ABSTRACTS
2nd International Workshop on Oil Depletion
Paris, France, May 26-27 2003
Organized by the Association for the Study of Peak Oil and Gas
The workshop was held at the Institut Francais du Pétrole, Rueil-Malmaison, Paris.
If information and other material from this proceeding are used the following reference should be given:
Proceedings of the 2nd International Workshop on Oil Depletion, Paris, France, May 26-27 2003,
Edited by K. Aleklett, C. Campbell, and J. Meyer
Oil Prophets: Looking at World Oil Studies Over Time
by Steve Andrews
All great truths begin as blasphemies.
George Bernard Shaw
Early reports of world oil assessments date back to the 1940s. In the intervening 60 years, the number of studies projecting Estimated Ultimately Recoverable (EUR) oil reached well over 50. A detailed search would undoubtedly lengthen the list that will be provided with this paper. How have their estimates fared? Given general agreement that we haven’t yet reached the halfway point in future production, it’s too early to offer definitive assessments. However, several factors stand out:
- The learning curve. It took over a decade of effort for projections to emerge that are in line with lower-end projections of more recent studies. The learning curve has flattened.
- For those individuals and groups who conducted multiple studies, their subsequent EUR numbers trend higher.
- The analyses lack a common definitional framework. Beyond crude oil, what liquids are included? Heavy oil and tar sands? Some or all gas liquids? Polar and deepwater oil?
- While the ability to locate, evaluate and extract oil in the field has drastically improved over time, analysts continue to be hampered by a lack of access to definitive data plus disagreements about assessment methodologies.
Striving to determine how many petroleum liquids we have left is a useful exercise, but primarily as a means to help determine when daily worldwide production is likely to peak. To that end, the key point is that “not all liquids resources are created equal;” many of the larger new fields are located in harsh and remote regions, in politically unstable environments, or require large energy inputs during extraction. Production rates and costs will vary dramatically. Since demand is somewhat fickle, identifying a year or range of years when liquids production will peak qualifies as part art, part science. That said, the paper will list estimates by “oil prophets” as to when they project that petroleum liquids production will peak. The estimates range from 1995 to 2025.

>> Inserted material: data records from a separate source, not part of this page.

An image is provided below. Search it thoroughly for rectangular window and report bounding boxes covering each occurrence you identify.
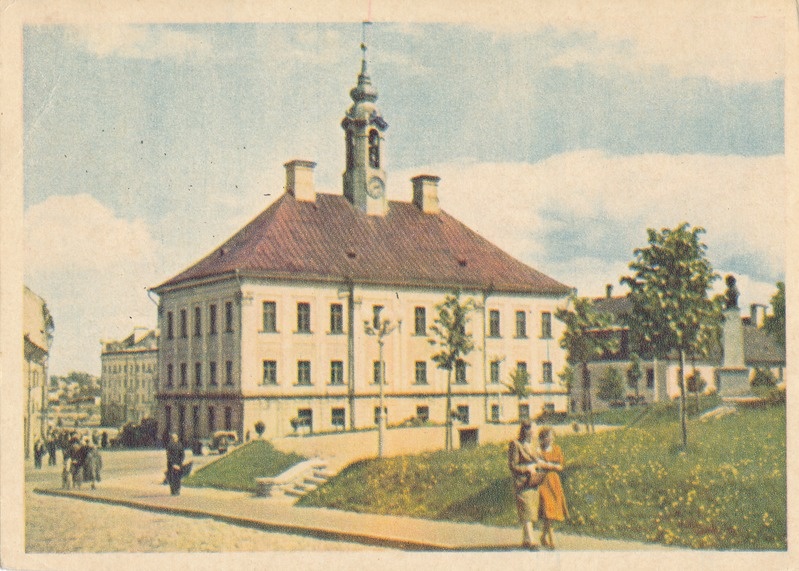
[330,361,344,385]
[207,406,216,432]
[297,361,312,385]
[491,404,500,423]
[194,362,202,386]
[167,311,174,340]
[262,360,277,385]
[331,407,346,428]
[209,304,217,334]
[544,403,556,413]
[372,305,383,329]
[225,360,233,385]
[414,361,427,385]
[262,301,277,333]
[164,405,172,434]
[297,408,312,431]
[489,310,500,337]
[515,311,527,338]
[224,407,232,430]
[209,361,217,386]
[166,364,174,387]
[490,360,501,384]
[373,360,384,385]
[517,361,528,381]
[416,405,429,422]
[373,406,387,425]
[330,304,343,334]
[414,307,426,335]
[180,309,188,338]
[180,363,187,386]
[225,301,234,332]
[455,359,467,384]
[456,405,470,424]
[542,362,553,384]
[541,311,552,339]
[194,306,202,337]
[297,302,311,333]
[519,403,530,421]
[646,369,655,389]
[192,405,200,437]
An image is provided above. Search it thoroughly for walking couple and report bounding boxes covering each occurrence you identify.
[508,421,568,550]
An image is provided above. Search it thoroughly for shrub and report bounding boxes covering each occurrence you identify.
[751,367,776,388]
[597,367,625,402]
[254,420,265,438]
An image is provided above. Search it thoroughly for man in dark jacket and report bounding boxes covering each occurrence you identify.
[165,433,185,496]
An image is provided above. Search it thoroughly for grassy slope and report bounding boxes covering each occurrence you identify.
[184,440,306,492]
[299,403,786,549]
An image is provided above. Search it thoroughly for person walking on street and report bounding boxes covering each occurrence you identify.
[33,439,45,469]
[536,427,568,549]
[508,420,545,550]
[47,436,58,466]
[166,433,185,496]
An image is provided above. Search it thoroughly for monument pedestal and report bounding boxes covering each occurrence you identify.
[715,367,750,397]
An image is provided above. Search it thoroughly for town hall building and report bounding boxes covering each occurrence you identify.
[151,45,572,443]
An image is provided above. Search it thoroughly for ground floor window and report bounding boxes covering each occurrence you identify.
[331,407,345,429]
[297,408,313,432]
[373,406,387,425]
[518,403,530,422]
[646,369,655,389]
[456,405,470,424]
[416,405,429,422]
[224,407,232,430]
[207,406,216,432]
[491,404,500,423]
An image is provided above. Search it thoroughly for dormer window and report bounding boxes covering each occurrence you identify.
[368,129,380,168]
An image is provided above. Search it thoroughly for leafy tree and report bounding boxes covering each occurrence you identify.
[428,290,477,451]
[254,421,265,438]
[762,282,785,348]
[686,369,707,412]
[750,367,776,388]
[597,367,625,403]
[621,223,720,449]
[626,353,643,398]
[503,365,531,416]
[555,295,618,433]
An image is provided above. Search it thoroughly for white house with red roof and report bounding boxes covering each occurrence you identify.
[151,45,571,444]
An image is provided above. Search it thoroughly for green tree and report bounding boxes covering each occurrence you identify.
[686,369,707,412]
[762,282,785,348]
[555,295,618,433]
[750,367,776,388]
[597,367,625,403]
[503,365,531,418]
[428,290,477,451]
[626,353,643,399]
[621,223,720,449]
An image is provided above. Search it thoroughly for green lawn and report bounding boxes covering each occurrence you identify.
[299,402,786,550]
[183,440,306,492]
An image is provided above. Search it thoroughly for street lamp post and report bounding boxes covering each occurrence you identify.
[364,315,397,459]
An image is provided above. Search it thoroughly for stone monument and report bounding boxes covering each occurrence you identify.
[715,275,750,395]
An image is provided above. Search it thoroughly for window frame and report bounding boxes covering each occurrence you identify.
[414,307,426,336]
[489,309,501,338]
[262,301,277,333]
[262,360,277,385]
[515,310,527,338]
[297,302,311,333]
[329,303,344,334]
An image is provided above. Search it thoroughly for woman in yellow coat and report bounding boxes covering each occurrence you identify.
[537,426,568,549]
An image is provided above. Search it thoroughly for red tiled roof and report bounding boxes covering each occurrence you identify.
[154,193,570,295]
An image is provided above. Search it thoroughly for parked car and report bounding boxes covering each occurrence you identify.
[210,431,238,454]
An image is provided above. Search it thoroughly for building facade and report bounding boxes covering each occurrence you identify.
[23,286,53,459]
[100,328,159,426]
[152,48,572,444]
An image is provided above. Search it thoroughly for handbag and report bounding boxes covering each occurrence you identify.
[526,466,546,488]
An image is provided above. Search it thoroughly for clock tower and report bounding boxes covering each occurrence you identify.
[342,42,388,216]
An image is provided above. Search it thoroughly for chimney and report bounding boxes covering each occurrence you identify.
[411,175,441,214]
[606,284,613,299]
[284,160,317,202]
[750,303,766,328]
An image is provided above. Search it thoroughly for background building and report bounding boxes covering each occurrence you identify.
[100,328,159,426]
[23,286,53,459]
[152,49,572,445]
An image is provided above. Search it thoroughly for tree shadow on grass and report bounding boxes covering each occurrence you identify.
[435,477,513,524]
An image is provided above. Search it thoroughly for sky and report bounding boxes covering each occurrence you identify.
[22,6,787,376]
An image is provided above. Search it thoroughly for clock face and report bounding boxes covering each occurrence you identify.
[367,177,385,199]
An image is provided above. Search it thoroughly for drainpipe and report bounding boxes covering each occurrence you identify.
[346,279,356,430]
[234,270,243,440]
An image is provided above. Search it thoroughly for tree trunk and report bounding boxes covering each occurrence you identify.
[582,362,594,434]
[445,368,453,451]
[679,349,687,449]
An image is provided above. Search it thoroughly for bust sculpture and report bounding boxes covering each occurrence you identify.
[724,275,739,309]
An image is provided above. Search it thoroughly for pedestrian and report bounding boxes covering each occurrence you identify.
[33,439,45,469]
[165,433,185,496]
[69,437,86,488]
[508,420,545,550]
[537,427,568,549]
[83,442,102,489]
[47,436,58,466]
[101,431,108,448]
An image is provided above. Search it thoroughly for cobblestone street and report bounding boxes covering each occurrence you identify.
[24,449,388,553]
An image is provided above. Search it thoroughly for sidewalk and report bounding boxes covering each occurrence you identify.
[33,470,670,552]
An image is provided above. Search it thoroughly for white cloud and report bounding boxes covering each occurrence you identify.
[65,25,212,60]
[455,1,784,83]
[24,194,161,375]
[394,152,785,304]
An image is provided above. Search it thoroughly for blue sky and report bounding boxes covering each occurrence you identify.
[22,12,786,375]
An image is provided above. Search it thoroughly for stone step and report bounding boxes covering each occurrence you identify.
[304,475,328,486]
[313,469,336,479]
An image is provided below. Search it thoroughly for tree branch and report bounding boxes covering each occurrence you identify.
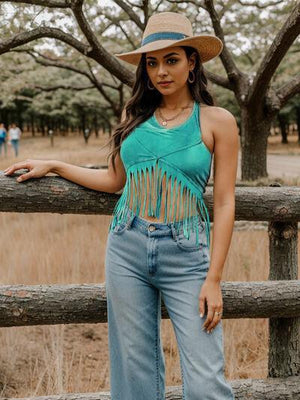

How have their estimates fared? Projections for an early peaking of production, during the mid-1990s through today, have not proven out. That provides critics with ammunition. We’re steadily approaching the time — 2010, plus or minus a few years — when the largest grouping of analysts projects that daily petroleum liquids production will peak. Peaking is a matter of “when ” not “if.”
The “grandfather of oil prophets” was M. King Hubbert, a former employee of Shell and the U.S. Geological Survey. First in 1948 and later in 1956, Hubbert projected an EUR figure for the U.S. that led him to project a peaking of U.S. oil production by 1970, plus or minus a year. By 1961, the USGS countered with an EUR figure nearly three times as large as Hubbert’s, implying that his near-term peaking projection would not be a problem. History proved Hubbert right and the USGS to be wishful thinkers. This paper draws a warning parallel between the Hubbert-USGS debate of the 1960s and the current disagreement: between those who project a world oil peaking around the year 2010 and those who accept the less worrisome EUR figures in the USGS’s year 2000 World Energy Study. (The USGS does not project a peaking date for world liquids production.)